Regex to pick up everything in parentheses in certain situations

Asked

Viewed 67 times

1

I need to create a regex to extract from a code everything that is passed as a parameter for the functions, but can only be captured in certain functions. I have the regex that takes everything in parentheses, but when I apply the lookbehind ends up bugging everything.

Regex:

(?<=Html->script|cell|element|Html->css)([^-]+)[^\(']+(\([^\)]+\))

Situations that it should capture the function parameters:

$this->element('element.ctp');
$this->cell('teste.ctp');
$this->Html->script([
    'teste.js'
]);
$this->Html->script([
    'teste.js',
    'teste2.js',
]);
$this->Html->script(['teste.js']);
$this->Html->script('teste.js');
$this->Html->css(['teste.css']);
$this->Html->css('teste.css');
  • 1

    What language or tool/engine are you using? It is important to put, because each one implements regex in a way, and what works for one may not work for the other. Even more so for a complex case of this kind (for which, I would say, regex nay is the best solution)

  • regex will be built in typescript and will read PHP code.
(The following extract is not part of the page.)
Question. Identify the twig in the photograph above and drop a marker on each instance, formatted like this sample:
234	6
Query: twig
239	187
I want to create a plugin for VS Code

  • In this case, it is worth remembering that lookbehind is not yet supported by all browsers (currently, Firefox and Safari do not support). I think there are some libs that do the polyfill, but I still don’t think it’s worth it. I still think it’s better to research some parser, for example, this one looks promising (but I haven’t tested): https://github.com/glayzzle/php-parser

  • This one really seems to be much better and has already expanded further on what I could do in the plugin. I’ll test, thank you!

1 answer

2


What you want is a parser, and not a regex. Research a specific one for the language in question and use it, it will take less work than a regex (and even if it takes "more" work, it will still pay off, because regex is not the most suitable tool for this task).

Regex may even work for simpler cases, but language source code in general is often more complex and has several situations that a regex can’t detect (or even can detect, but it gets so complicated that it’s not worth it).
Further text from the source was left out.